I was just watching the early episodes of Zipang, a 2004 animated naval sf series about a Japanese destroyer, the Mirai, which goes through a weird electrical storm and ends up back in 1942, near where the Battle of Midway is about to be fought. At one point the Mirai launches an anti-submarine rocket (ASROC) but then the crew decides to destroy it before it hits its target.
Did such missiles have that capability in 2004? Do they have it now?
Range safety devices do exist, which permit the destruction of rockets which veer off course, usually space launches or test flights (the Challenger Solid Rickets were destroyed this way).
I doubt a deployed rocket would carry it, for the simple reason that the enemy might discover a way to set it off before it reaches.
Not seeing any evidence by google, but that doesn’t prove much.
I’m skeptical about a wireless remote destruct in a weapon system, however. It would be a supreme tactical intelligence coup to force your enemy’s weapons to self-destruct as soon as they were launched. Range safety is less of a consideration when the actual business of the launch is to inflict damage somewhere downrange.
I was prepared to doubt that wired devices (like a wire-guided torpedo) would have that (Hunt for Red October movie notwithstanding), but at least there’s a technological basis for assuming they’re secure from enemy interference. And a Stranger on a Train post from 10 years ago makes it plain that he believes they do. (No cite given at that time, but Stranger’s uncited statements are generally better than most citations anyway.)
I’m not sure if you’re asking about any type of an anti-submarine weapon that is launched via a rocket, or if you’re asking about a specific weapon which was called “ASROC.”
The RUR-5 ASROC family of weapons developed by the United States and used by many NATO countries had both a torpedo conventional variant and a nuclear depth bomb variant. Neither of these was wire guided, and neither could be remote detonated after launch.

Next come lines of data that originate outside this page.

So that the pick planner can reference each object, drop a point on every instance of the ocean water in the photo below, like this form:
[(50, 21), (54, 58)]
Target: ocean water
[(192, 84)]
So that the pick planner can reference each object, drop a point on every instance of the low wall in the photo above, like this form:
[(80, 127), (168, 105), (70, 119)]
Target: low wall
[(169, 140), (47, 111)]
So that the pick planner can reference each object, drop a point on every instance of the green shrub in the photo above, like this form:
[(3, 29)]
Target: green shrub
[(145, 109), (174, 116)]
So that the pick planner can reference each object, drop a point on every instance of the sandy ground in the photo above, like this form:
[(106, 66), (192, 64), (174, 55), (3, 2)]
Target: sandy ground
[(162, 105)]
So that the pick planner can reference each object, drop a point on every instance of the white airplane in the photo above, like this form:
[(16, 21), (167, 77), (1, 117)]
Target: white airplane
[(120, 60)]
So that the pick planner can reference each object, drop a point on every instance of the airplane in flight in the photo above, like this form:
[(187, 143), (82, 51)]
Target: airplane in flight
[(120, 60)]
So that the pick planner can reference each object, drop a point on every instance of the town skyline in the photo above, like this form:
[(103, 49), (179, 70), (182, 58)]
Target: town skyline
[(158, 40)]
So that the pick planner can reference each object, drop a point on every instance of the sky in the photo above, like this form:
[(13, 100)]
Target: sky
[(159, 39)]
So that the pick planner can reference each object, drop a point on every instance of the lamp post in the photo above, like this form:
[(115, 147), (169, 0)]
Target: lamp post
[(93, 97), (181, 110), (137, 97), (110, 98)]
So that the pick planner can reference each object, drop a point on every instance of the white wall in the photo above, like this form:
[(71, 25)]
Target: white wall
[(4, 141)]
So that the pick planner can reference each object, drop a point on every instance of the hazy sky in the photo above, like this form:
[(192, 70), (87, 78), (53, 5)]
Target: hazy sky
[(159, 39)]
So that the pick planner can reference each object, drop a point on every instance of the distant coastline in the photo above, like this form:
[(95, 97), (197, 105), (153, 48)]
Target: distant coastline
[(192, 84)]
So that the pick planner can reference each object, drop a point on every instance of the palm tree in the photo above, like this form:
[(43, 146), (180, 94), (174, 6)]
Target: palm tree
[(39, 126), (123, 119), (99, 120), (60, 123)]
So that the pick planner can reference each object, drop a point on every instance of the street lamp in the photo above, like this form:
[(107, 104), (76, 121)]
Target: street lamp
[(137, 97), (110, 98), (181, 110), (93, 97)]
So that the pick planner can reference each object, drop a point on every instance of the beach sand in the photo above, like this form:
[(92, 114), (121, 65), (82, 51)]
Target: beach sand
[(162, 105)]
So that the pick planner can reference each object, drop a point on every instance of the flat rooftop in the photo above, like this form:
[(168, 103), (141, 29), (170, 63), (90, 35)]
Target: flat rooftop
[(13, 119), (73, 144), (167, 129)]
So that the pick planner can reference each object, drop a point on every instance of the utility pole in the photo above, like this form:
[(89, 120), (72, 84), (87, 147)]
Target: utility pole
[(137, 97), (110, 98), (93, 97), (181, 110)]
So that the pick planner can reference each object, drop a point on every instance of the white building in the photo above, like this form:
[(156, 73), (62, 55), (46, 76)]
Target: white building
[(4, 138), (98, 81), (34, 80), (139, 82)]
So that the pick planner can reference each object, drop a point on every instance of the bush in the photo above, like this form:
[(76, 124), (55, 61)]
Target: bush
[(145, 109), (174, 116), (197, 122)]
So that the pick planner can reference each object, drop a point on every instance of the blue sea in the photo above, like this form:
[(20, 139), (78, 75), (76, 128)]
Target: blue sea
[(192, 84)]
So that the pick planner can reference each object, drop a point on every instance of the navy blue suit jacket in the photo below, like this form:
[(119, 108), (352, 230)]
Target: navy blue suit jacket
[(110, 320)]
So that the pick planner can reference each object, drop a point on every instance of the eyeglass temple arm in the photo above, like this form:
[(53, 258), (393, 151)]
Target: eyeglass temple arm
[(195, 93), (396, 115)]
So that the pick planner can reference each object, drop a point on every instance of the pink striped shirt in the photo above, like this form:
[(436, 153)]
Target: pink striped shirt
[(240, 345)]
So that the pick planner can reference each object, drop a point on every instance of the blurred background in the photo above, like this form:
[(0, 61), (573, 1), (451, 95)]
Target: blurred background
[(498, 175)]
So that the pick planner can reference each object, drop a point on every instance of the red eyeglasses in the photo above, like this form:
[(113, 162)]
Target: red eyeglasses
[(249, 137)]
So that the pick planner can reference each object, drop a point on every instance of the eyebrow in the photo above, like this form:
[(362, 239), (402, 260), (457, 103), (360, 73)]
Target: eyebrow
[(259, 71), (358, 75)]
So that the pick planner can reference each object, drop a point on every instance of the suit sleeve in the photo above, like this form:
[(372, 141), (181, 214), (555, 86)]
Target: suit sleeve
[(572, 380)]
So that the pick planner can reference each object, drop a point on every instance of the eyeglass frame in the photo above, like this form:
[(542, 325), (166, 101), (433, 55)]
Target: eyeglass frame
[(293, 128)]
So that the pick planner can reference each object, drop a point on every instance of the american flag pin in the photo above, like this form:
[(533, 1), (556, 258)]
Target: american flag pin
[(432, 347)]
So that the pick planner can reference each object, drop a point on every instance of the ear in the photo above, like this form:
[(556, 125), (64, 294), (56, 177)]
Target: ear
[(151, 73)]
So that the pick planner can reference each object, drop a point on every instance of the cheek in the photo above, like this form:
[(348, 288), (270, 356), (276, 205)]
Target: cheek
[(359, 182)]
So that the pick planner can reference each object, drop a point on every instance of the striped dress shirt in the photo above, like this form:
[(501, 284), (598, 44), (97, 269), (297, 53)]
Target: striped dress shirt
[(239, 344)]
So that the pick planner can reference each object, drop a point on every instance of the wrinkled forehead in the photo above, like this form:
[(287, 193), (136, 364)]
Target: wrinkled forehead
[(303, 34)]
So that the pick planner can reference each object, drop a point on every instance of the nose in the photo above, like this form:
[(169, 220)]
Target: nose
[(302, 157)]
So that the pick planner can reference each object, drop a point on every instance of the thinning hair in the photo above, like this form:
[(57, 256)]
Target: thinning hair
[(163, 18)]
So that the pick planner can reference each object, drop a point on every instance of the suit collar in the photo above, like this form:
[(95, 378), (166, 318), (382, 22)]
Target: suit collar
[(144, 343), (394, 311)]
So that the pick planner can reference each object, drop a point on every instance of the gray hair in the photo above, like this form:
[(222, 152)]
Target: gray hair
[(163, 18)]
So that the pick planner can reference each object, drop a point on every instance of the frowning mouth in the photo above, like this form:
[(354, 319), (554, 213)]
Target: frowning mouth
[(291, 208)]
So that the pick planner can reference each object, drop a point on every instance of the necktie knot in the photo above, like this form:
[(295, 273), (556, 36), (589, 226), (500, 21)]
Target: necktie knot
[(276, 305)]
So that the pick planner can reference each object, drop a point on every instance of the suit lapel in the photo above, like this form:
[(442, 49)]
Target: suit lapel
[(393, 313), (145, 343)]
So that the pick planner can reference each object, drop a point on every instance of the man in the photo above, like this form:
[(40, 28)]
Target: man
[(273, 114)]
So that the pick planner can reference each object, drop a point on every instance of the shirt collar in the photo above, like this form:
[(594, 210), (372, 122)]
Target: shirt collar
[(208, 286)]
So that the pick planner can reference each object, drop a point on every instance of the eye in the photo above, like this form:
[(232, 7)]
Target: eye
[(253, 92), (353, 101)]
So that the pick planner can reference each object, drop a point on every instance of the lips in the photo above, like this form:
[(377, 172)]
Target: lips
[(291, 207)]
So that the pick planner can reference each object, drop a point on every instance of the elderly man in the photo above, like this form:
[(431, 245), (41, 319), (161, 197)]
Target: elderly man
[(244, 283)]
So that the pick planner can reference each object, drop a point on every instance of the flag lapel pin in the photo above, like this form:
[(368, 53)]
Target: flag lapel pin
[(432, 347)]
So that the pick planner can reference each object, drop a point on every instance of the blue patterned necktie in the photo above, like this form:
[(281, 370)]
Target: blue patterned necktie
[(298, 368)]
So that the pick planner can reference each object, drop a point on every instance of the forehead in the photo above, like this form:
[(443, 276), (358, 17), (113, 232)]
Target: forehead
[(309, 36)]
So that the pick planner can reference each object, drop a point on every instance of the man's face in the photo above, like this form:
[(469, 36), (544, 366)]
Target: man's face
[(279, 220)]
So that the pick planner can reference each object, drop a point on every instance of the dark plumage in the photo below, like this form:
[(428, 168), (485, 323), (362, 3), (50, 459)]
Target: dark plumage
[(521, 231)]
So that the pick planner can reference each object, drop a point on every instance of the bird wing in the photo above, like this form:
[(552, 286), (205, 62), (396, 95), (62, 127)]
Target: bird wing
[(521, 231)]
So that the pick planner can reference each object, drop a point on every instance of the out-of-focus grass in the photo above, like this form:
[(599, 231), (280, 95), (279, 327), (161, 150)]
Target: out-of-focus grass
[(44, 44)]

Keep in mind that an ASROC is merely a standard Mk46 torpedo mounted on a rocket booster that basically launches the torpedo to the right spot, and the torpedo does the actual homing.
So it would make no sense whatsoever to build in some sort of command detonation ability into either the booster part or the torpedo itself, since the booster is dumb, and the torpedo isn’t really geared toward having radio communications.
They just refer to it on the show as ASROC, and the Wiki link I provided shows that the Japanese Maritime Self-Defense Force is one of the operators of that particular system.
I was broadening the question of whether any weapon would have a remote self-destruct to include those with a closed-loop command connection, not self-guided or wirelessly remote controlled.
ASROC and SUBROC never qualified in either characteristic, of course. Nor would any air-dropped torpedo, which they actually qualifies as.
It’s the old trope of nuclear weapons having a self-destruct device or means of disarming the warhead post-launch; it makes for more suspenseful fiction and its more exciting if Steven Segal can disarm the Tomahawk about to nuke Hawaii with seconds left on the clock. The fail-safe on nuclear weapons is not launching them, there is no reason you’d want to have the ability to disarm a nuclear warhead after its launched and very obvious reasons why you would not want to make it possible.